If there was someone who filed a complaint, it could have been a disgruntled former Apiary Inspector. Or it could have been an Advisor on the Apiary Industry Advisory Committee. Or it could just have been an internal review of standing practices. This has come up in the past. We have filled out these forms numerous times before. Mr. Mungari has always been able to get a repreive for us who own beehives. 

Competition in the industry? I don't know. I'm sure that I or your could be competeing with other beekeepers, I just don't see any negative real competition. Maybe I'm blind to it, I don't know.

A couple of years ago, when I was talking to David Hackenburg about the price of honey, he said that the best thing that I could do to effect the price that the packers were willing to pay was to drop out. That couldn't have made much impact. But maybe he was talking about all of the sideline beekeepers, I don't know.

If competition means me keeping someone else from being able to sell honey to the folks that I sell honey to, I don't see any. 

Anyone is welcome to try to get into the markets that I sell to. My quality, price and service will keep me on the shelf. And if it doesn't, then I was not keeping up my end of the bargain.

To me, the competition that most threatens us is Forgien Honey Suppliers. And just like I said above, if we can't compete with them on Quality, Price and Service, we'd better get out of the way and let them have it. And quit gripeing about it. Consontrate on pollination and minimize honey production, perhaps.

I was talking to a friend just a little while ago. Maybe we northern beekeepers need to become the queen producers for the nation. Grow northern queens and encourage people to requeen AHb colonies and make nucs to overwinter for spring replacement. What do you think?


----------



## Joel (Mar 3, 2005)

{Karen? Karen who? I don't know any Karen.}

I'm sorry, I assumed being good friends with Chuck Kutik you knew his wife Karen who is very active in the Empire State Honey producers. Wasn't she a past officer?? Like just last year. Possibly Empire has a better view than you and I. They have many many people in the industry they deal with. Maybe they are on top of this whole situation and we are worrried about nothing.

{Mr. Mungari has always been able to get a repreive for us who own beehives.} 

Well lets hope he does this year until a reasonable solution can be worked out. I don't think being a commercial beek automatically eliminates one from inspections. A large number of colonies are kept by hobbyists that don't care. Some big guys don't care. I think commercial operators should have a choice to not have hives inspected by others who may be in competition. But nooo, lets just crash the program and go from there! Let's see, 2 yrs of no show, next year, no inspectors, well that's working pretty good for this taxpaying beekeeper.

Dave should know about market forces, he was a past president for ABF.
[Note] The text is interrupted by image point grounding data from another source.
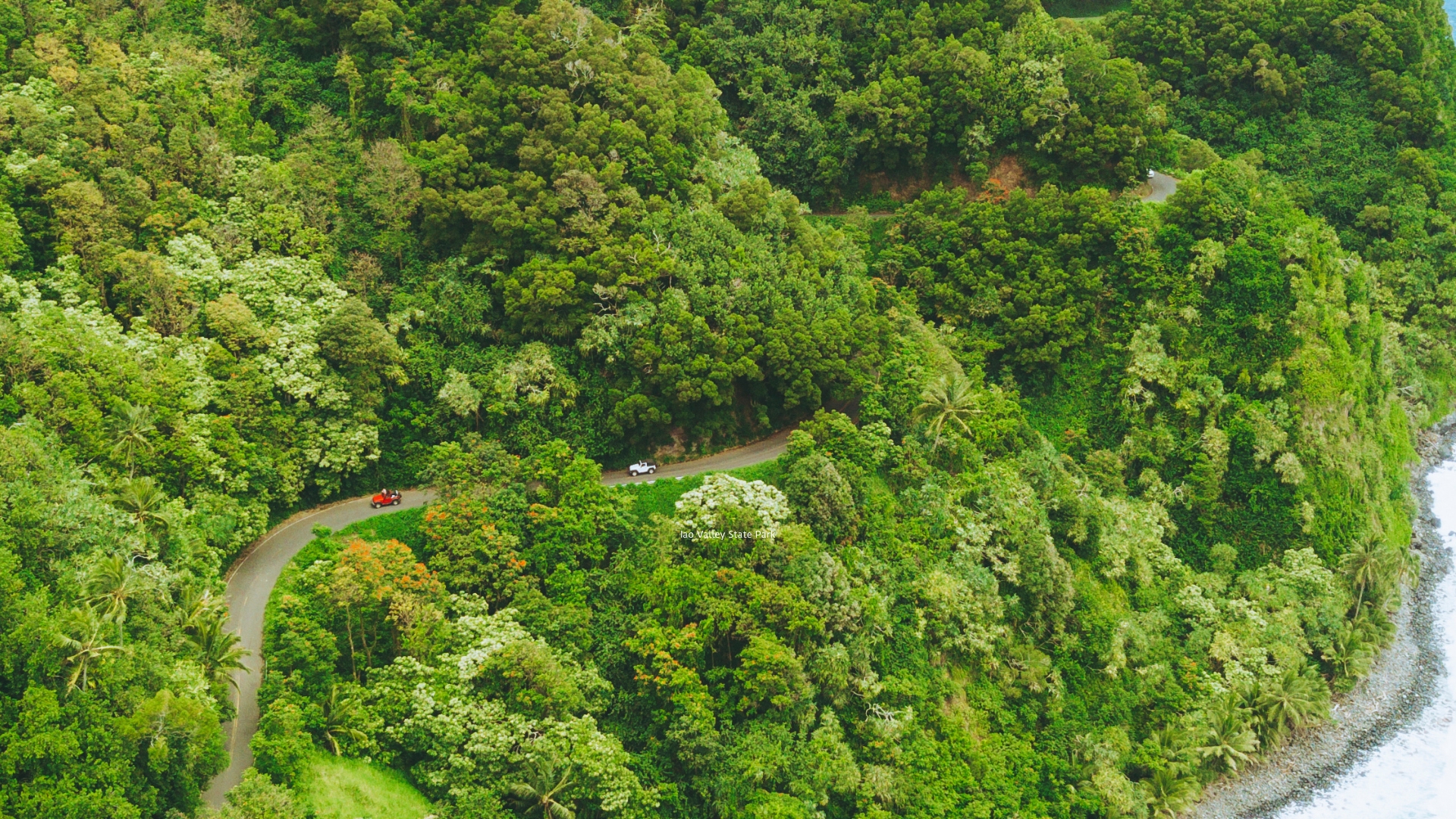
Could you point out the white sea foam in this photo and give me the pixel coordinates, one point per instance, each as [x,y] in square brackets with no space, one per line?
[1414,774]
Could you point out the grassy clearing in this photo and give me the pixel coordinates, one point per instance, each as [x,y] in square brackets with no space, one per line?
[402,526]
[353,789]
[660,496]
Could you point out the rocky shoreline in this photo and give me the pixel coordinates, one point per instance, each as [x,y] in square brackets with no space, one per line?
[1401,684]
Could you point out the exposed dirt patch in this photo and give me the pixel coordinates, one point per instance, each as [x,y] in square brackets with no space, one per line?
[1005,177]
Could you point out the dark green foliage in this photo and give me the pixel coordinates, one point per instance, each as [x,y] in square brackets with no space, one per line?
[1112,497]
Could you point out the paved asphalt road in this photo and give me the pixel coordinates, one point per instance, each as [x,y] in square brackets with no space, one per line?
[253,577]
[249,583]
[1161,187]
[747,455]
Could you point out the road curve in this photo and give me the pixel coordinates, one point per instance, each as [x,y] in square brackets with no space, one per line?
[253,579]
[746,455]
[249,585]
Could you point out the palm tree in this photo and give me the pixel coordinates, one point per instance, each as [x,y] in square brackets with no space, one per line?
[948,400]
[128,433]
[1366,566]
[200,607]
[1228,738]
[1169,793]
[142,499]
[338,719]
[218,651]
[1292,701]
[1348,651]
[114,582]
[80,632]
[544,789]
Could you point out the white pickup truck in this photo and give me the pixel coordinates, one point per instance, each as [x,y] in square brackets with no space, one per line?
[642,468]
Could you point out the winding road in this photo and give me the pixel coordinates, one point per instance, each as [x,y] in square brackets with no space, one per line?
[253,577]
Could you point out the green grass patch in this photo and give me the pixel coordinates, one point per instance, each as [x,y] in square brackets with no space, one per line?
[351,789]
[403,526]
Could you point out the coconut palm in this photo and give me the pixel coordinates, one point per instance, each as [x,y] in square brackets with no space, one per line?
[1169,793]
[1291,701]
[949,400]
[340,714]
[544,789]
[82,632]
[200,607]
[1348,651]
[1366,566]
[112,582]
[128,433]
[142,499]
[1226,739]
[218,651]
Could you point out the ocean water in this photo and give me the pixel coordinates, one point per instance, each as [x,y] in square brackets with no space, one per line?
[1414,774]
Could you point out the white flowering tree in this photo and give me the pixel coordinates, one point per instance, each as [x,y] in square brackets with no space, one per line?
[721,496]
[472,742]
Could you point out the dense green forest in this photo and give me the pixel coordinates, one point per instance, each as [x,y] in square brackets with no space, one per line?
[1088,503]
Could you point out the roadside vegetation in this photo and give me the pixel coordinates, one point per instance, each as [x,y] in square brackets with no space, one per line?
[1114,499]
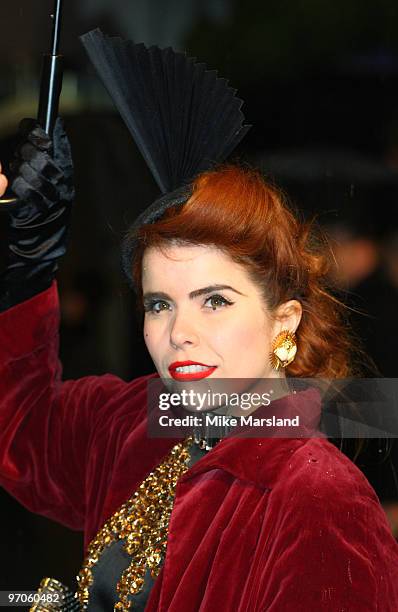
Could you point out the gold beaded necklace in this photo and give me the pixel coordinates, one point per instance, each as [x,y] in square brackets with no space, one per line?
[142,523]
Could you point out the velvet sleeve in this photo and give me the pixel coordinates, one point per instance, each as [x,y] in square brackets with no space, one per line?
[329,546]
[47,426]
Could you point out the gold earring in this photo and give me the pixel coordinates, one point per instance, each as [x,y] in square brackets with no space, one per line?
[284,349]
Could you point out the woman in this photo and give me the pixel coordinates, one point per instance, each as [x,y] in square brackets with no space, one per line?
[228,276]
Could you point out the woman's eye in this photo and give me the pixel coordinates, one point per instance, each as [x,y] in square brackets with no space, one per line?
[156,306]
[217,301]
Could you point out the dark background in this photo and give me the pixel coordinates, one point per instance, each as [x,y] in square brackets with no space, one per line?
[320,85]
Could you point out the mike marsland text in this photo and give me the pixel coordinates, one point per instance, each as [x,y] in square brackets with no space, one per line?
[217,420]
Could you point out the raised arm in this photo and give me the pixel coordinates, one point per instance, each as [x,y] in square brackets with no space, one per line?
[47,426]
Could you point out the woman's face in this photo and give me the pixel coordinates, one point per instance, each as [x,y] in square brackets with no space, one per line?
[204,316]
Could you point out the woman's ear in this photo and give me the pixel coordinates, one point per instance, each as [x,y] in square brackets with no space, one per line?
[288,316]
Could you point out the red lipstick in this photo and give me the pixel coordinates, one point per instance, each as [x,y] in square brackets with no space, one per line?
[190,375]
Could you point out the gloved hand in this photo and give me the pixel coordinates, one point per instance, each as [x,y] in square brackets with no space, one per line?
[42,179]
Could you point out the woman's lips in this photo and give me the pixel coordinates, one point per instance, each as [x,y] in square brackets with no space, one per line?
[204,371]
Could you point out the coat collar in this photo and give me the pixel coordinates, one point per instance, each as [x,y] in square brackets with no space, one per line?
[260,460]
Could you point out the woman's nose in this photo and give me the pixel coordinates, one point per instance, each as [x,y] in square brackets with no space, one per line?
[183,331]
I think with scutella the US beekeeping industry is doomed to years of the continuing doward spriral unless we get on the horns of the problems and quick.

[ February 07, 2006, 04:28 PM: Message edited by: Joel ]


----------



## sqkcrk (Dec 10, 2005)

Oh, that Karen. Of course I know her. We had Chinese Buffet in New Hartford just last week. How could she help? No, she wasn't an Officer. But, I do know the officers. And they don't know as much as I. As far as I know.

I hope that I didn't paint too negative a picture of David H. I consider him a friend. I had a question about honey prices in the mid 1980s and when I called him he was at the ABF meeting in Louisville. So, I know how to get in contact with him.

If the ownership of one colony negates employment as an Apiary Inspector, how could 300 or 400 not be the same? I have some deep soul searching and reality checking to do, soon.

Anybody want a bee business? Pollination included. Outlets for sales of honey to stores. A label, name and inventory of jars, caps and labels.


----------



## peggjam (Mar 4, 2005)

"I was talking to a friend just a little while ago. Maybe we northern beekeepers need to become the queen producers for the nation. Grow northern queens and encourage people to requeen AHb colonies and make nucs to overwinter for spring replacement. What do you think?"

Mark

I think you have hit the nail on the head with this statement. I have hinted at this in past posts, and I have no care to produce more honey. Unless you wish to drive to large cities with populations that like honey, I have no market in this area, and couldn't compete with the Amish even if I wanted to....unless I gave it away.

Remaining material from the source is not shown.